Tuesday, May 22, 2012

Leukocoria

One of the challenges of diagnosing retinoblastoma early centers around the fact that it causes very few symptoms and can often go undiagnosed for some period of time.  The most common presenting sign of retinoblastoma is leukocoria, or the white pupillary reflex.  This is most often noticed on a photo of the child.  Instead of the normal black or 'red' pupil, the pupil looks strangely white or opaque.  The second most common sign is strabismus - a malalignment of the eyes which prohibit them from precisely focusing on the same point in space.  Making things even more complicated is the fact that strabismus is actually pretty common and only in very rare instances does it represent something serious.
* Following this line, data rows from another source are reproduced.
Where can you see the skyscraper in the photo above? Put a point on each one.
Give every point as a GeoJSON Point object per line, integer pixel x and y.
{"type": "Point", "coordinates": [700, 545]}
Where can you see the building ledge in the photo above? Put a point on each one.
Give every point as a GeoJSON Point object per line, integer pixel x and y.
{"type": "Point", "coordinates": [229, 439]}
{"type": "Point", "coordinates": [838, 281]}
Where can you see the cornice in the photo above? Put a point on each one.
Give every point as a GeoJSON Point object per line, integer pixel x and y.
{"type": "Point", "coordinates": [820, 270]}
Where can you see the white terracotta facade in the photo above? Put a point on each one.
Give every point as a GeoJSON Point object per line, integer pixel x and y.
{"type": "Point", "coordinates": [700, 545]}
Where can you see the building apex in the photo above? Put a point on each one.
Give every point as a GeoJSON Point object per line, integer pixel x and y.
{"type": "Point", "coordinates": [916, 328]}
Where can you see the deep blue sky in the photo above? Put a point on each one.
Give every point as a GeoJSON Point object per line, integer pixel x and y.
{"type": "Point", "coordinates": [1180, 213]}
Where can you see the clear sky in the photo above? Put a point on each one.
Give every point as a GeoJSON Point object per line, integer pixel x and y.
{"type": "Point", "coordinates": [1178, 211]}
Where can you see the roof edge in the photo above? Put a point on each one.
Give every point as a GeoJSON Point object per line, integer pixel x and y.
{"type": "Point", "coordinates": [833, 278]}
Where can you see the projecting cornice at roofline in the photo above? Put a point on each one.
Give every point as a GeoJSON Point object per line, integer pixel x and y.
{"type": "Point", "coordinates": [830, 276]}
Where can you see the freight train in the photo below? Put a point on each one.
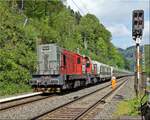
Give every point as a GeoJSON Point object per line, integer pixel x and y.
{"type": "Point", "coordinates": [61, 69]}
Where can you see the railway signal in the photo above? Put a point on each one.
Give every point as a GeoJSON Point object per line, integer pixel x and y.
{"type": "Point", "coordinates": [137, 23]}
{"type": "Point", "coordinates": [137, 33]}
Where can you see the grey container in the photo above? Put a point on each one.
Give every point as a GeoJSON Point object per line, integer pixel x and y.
{"type": "Point", "coordinates": [48, 59]}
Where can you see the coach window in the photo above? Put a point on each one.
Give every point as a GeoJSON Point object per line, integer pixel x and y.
{"type": "Point", "coordinates": [78, 60]}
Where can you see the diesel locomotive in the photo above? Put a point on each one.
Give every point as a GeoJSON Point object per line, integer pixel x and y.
{"type": "Point", "coordinates": [63, 69]}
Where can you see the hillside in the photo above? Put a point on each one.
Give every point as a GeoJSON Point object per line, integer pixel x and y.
{"type": "Point", "coordinates": [41, 22]}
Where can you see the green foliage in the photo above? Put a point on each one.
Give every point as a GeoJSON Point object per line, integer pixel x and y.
{"type": "Point", "coordinates": [130, 107]}
{"type": "Point", "coordinates": [147, 59]}
{"type": "Point", "coordinates": [48, 22]}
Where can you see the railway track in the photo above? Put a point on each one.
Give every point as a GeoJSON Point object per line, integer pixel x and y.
{"type": "Point", "coordinates": [22, 101]}
{"type": "Point", "coordinates": [80, 107]}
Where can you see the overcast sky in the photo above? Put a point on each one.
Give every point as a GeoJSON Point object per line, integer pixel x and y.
{"type": "Point", "coordinates": [116, 15]}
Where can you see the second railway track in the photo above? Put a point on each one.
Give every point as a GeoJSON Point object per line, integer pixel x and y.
{"type": "Point", "coordinates": [22, 101]}
{"type": "Point", "coordinates": [80, 107]}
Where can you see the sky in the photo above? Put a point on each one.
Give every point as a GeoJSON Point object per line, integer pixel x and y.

Edward suffered from retinopathy of prematurity (ROP) and as such he had to have regular eye exams.  He had a little strabismus last fall, but his eye exam at that time did not reveal any evidence of tumors.  His strabismus continued and maybe got a little worse, but otherwise, he was his happy, normal self. Of course, his next eye exam in March had much different results, revealing bilateral rb tumors.  After soaking in the diagnosis, we frantically searched through all of our photos of the little man to see if we missed leukocoria.  After sifting through the hundreds of photos of Edward (his life has been well documented to say the least), there was one photo that maybe showed a white pupil.  However, it was subtle at best and hindsight is always 20/20, so we did not feel that we had missed anything obvious.  However, a couple weeks after his diagnosis, Katie got a new phone with a slightly different flash and out of nowhere, we saw it. 


The photo made us stop in our tracks.  We again looked through every old photo of Edward, but still could not find any obvious warning sign.  So, if any of you happen to notice a dramatically white pupil in any picture of a child, definitely do not ignore it.  Of course, there are several things that can cause a white pupil and not all of them are cancer, but a white pupil deserves and requires a thorough opthalmologic evaluation and you might even save the child's life.

Thursday, May 17, 2012

World Rb Week


Edward had his weekly CBC today to monitor his cell lines and most importantly his neutrophil count.  We are two weeks out from the last cycle and this is typically the time when we see his neutrophil count really fall.   Right on schedule, his neutrophil count is down to 30....yep, 30.  As a quick reminder, anything over 1500 is considered normal for the most part.  Severe neutropenia (and the associated risk of infection) starts at anything below 500.  The lowest measured value we saw for the first two cycles was in the mid 200s, so 30 is a new low for us.  Needless to say, Katie and I are both a little more nervous than usual.   But, he is still a happy, rambunctious 16 month old, filled with too much energy for us to be too sad or worried.

World Rb Awareness continues on and we have two videos.  The first is Dr. Carol Shields (Edward's ocular oncologist) at Wills Eye in Philadelphia discussing a brief overview of retinoblastoma.  The second video is a link (I could not figure out a way to embed it) to Dr. Shields discussing the management of retinoblastoma.  This video is a bit more technical, but has a lot of good information. 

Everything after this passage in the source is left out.